To Defeat a NY Slip & Fall Claim, Denying Defect Isn't Enough
So, at the risk of redundancy, here goes.
If a property owner has been sued in negligence due to a slip and fall accident that resulted in personal injuries, there are often a number of ways that this defendant can secure dismissal from the case prior to trial - particularly given that plaintiffs often have difficulty establishing that the defendant either created the defective condition, or knew or should have known about the condition, but did not remedy the condition in a timely fashion. (As you may recall, this is called the doctrine of actual or constructive notice).

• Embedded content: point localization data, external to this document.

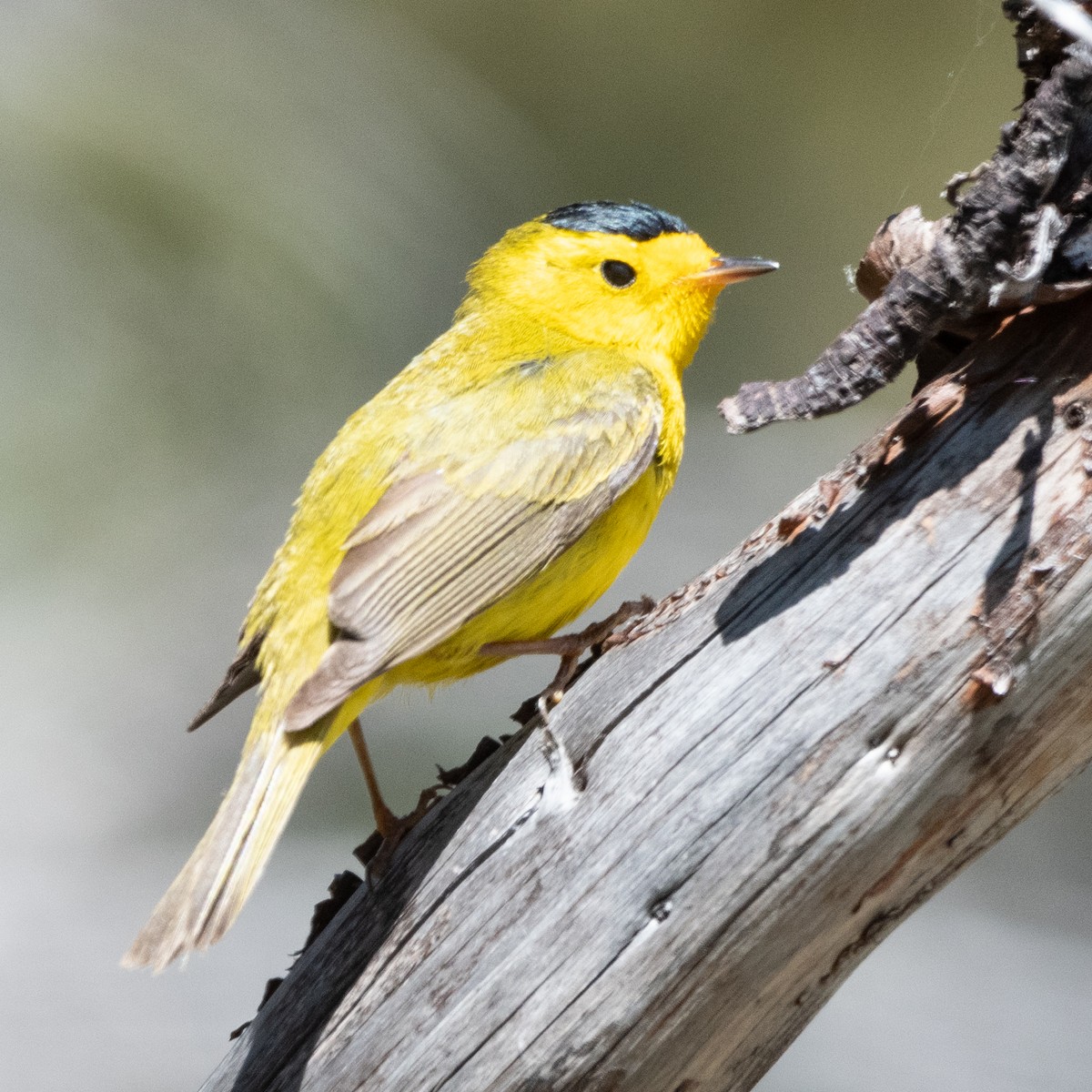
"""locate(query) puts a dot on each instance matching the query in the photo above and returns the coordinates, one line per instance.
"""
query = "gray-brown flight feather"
(432, 552)
(241, 675)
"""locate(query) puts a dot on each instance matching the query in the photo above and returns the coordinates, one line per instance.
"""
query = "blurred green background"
(224, 227)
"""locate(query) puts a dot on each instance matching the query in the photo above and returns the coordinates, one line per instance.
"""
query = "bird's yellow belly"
(561, 593)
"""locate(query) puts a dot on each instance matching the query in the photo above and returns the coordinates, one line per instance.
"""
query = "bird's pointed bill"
(724, 270)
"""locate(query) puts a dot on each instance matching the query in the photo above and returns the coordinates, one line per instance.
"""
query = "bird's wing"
(441, 545)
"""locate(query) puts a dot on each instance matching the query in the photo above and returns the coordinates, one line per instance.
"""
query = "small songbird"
(489, 495)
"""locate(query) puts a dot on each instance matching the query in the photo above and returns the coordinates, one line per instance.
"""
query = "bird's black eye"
(620, 274)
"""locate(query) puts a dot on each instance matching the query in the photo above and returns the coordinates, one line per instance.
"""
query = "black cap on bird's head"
(636, 219)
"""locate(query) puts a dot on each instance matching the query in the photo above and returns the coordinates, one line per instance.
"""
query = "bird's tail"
(208, 893)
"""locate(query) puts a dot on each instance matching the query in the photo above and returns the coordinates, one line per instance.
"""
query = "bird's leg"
(569, 647)
(387, 823)
(390, 827)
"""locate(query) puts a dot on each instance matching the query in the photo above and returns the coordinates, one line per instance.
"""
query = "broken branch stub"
(1020, 235)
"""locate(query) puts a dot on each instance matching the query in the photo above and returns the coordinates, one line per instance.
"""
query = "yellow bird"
(490, 494)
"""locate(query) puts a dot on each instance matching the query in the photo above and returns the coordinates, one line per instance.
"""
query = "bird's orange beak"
(730, 270)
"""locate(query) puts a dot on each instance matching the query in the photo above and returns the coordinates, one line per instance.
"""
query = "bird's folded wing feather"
(441, 545)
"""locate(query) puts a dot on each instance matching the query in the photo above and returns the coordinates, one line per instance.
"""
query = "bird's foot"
(378, 851)
(571, 648)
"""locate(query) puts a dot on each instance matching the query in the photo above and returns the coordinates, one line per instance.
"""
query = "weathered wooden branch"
(1020, 235)
(723, 817)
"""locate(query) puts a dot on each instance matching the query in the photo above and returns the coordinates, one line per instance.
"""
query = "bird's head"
(609, 274)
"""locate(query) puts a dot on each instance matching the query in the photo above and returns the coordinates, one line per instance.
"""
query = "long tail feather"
(208, 893)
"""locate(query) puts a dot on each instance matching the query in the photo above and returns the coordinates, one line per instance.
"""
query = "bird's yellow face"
(607, 274)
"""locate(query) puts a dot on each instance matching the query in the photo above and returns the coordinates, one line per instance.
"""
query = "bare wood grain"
(724, 816)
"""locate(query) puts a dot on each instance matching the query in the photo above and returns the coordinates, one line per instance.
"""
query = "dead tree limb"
(723, 817)
(658, 890)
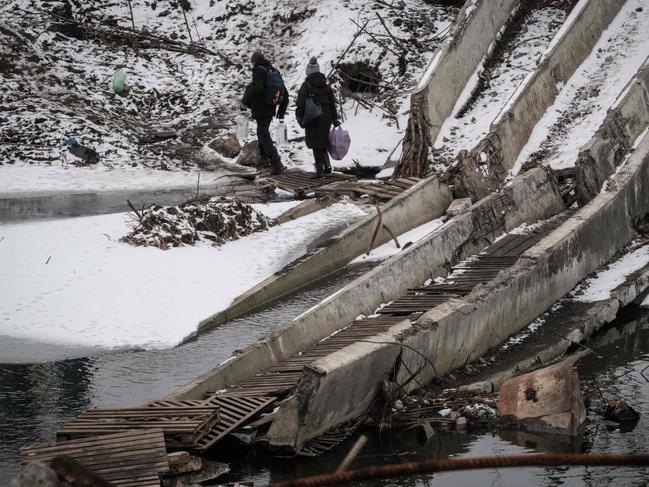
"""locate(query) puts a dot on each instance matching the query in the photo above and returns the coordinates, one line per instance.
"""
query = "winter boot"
(319, 171)
(263, 162)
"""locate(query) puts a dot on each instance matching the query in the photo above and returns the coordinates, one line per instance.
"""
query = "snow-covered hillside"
(58, 58)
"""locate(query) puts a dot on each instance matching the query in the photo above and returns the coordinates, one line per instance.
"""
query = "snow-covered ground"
(599, 286)
(57, 82)
(389, 249)
(476, 110)
(72, 282)
(582, 104)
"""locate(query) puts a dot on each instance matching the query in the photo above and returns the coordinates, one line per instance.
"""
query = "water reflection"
(37, 399)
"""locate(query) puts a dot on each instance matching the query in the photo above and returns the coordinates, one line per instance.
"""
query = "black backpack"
(274, 89)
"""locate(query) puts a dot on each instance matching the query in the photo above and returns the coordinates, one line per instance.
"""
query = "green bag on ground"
(119, 81)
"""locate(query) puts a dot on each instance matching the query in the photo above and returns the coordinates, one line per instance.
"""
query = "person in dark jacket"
(263, 112)
(317, 132)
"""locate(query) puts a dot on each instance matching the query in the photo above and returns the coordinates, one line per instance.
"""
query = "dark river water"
(37, 399)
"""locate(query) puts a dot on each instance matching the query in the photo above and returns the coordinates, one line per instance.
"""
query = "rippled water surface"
(37, 399)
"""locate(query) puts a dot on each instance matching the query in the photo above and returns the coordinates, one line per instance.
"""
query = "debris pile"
(215, 219)
(447, 409)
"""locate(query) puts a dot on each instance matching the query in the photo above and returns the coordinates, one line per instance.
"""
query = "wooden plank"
(250, 407)
(125, 459)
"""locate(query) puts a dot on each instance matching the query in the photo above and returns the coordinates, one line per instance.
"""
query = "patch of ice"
(72, 282)
(599, 287)
(458, 133)
(582, 105)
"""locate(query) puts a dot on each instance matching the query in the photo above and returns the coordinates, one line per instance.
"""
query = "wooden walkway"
(183, 426)
(234, 411)
(135, 458)
(379, 191)
(279, 380)
(301, 183)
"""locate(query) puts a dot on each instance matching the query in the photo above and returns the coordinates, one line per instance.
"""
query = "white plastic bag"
(281, 132)
(242, 127)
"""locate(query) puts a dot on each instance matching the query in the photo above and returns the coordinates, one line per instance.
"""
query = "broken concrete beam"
(183, 462)
(458, 206)
(35, 474)
(546, 400)
(306, 207)
(620, 412)
(462, 329)
(529, 197)
(608, 148)
(227, 145)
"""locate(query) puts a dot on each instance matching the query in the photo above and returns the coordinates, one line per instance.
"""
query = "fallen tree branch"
(433, 466)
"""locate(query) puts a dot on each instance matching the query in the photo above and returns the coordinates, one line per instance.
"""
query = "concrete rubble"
(544, 401)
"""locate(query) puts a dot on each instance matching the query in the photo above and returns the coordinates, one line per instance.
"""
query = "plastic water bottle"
(242, 127)
(119, 81)
(281, 133)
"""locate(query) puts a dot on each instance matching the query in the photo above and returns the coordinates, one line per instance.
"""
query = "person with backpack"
(316, 111)
(267, 97)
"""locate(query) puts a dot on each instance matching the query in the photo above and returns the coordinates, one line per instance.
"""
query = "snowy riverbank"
(72, 282)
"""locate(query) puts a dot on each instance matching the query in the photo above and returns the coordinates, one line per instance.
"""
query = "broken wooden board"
(134, 458)
(300, 182)
(183, 426)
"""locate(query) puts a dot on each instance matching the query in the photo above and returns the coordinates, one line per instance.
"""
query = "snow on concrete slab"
(389, 249)
(528, 45)
(599, 287)
(57, 86)
(72, 282)
(581, 106)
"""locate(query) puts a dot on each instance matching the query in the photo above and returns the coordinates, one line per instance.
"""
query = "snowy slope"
(57, 85)
(478, 106)
(72, 282)
(582, 104)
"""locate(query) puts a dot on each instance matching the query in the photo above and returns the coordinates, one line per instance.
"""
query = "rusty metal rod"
(432, 466)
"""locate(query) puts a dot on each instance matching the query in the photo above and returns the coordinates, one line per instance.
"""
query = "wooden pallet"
(234, 411)
(381, 191)
(183, 426)
(134, 458)
(300, 182)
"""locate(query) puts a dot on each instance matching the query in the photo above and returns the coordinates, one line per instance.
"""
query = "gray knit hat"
(256, 57)
(312, 67)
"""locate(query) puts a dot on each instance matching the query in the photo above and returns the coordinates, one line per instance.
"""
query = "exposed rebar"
(432, 466)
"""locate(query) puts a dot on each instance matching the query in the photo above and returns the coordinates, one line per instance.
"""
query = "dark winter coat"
(317, 133)
(253, 97)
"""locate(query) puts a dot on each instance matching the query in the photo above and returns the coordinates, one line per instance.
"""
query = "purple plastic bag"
(339, 142)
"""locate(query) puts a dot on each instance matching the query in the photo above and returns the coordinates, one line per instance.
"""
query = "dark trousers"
(266, 146)
(322, 163)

So you might be inclined to believe that a defendant can be excused, or dismissed, from the case by merely denying that he had any role in creating the defect, and had no knowledge of it, right?
As a Bronx County judge in Aponte v. Mohegan Apartments Assoc. reminded us in a June 30 opinion that is scheduled to appear in tomorrow's edition of the New York Law Journal,
"To meet their initial burden regarding lack of notice, the defendants must offer some evidence as to when the area in question was last cleaned or inspected relative to the time when the plaintiff fell (see Nugent v. 1235 Concourse Tenants Corporation, et al., 83 A.D.3d 532, 920 N.Y.S.2d 660 [App Div 1st Dept 2011]; Sabalza v. Salgado, 2011 WL 2183978 (App Div 1st Dept), 2011 N.Y. Slip Op. 04732; Cignarella v. Anjoe-A.J. Market Inc., 68 A.D.3d 560, 561, 890 N.Y.S.2d 542 [App Div 1st Dept 2009]; Porco v. Marshall's Department Stores, 30 A.D.3d 284, 285, 817 N.Y.S.2d 268 [App Div 1st Dept 2006])."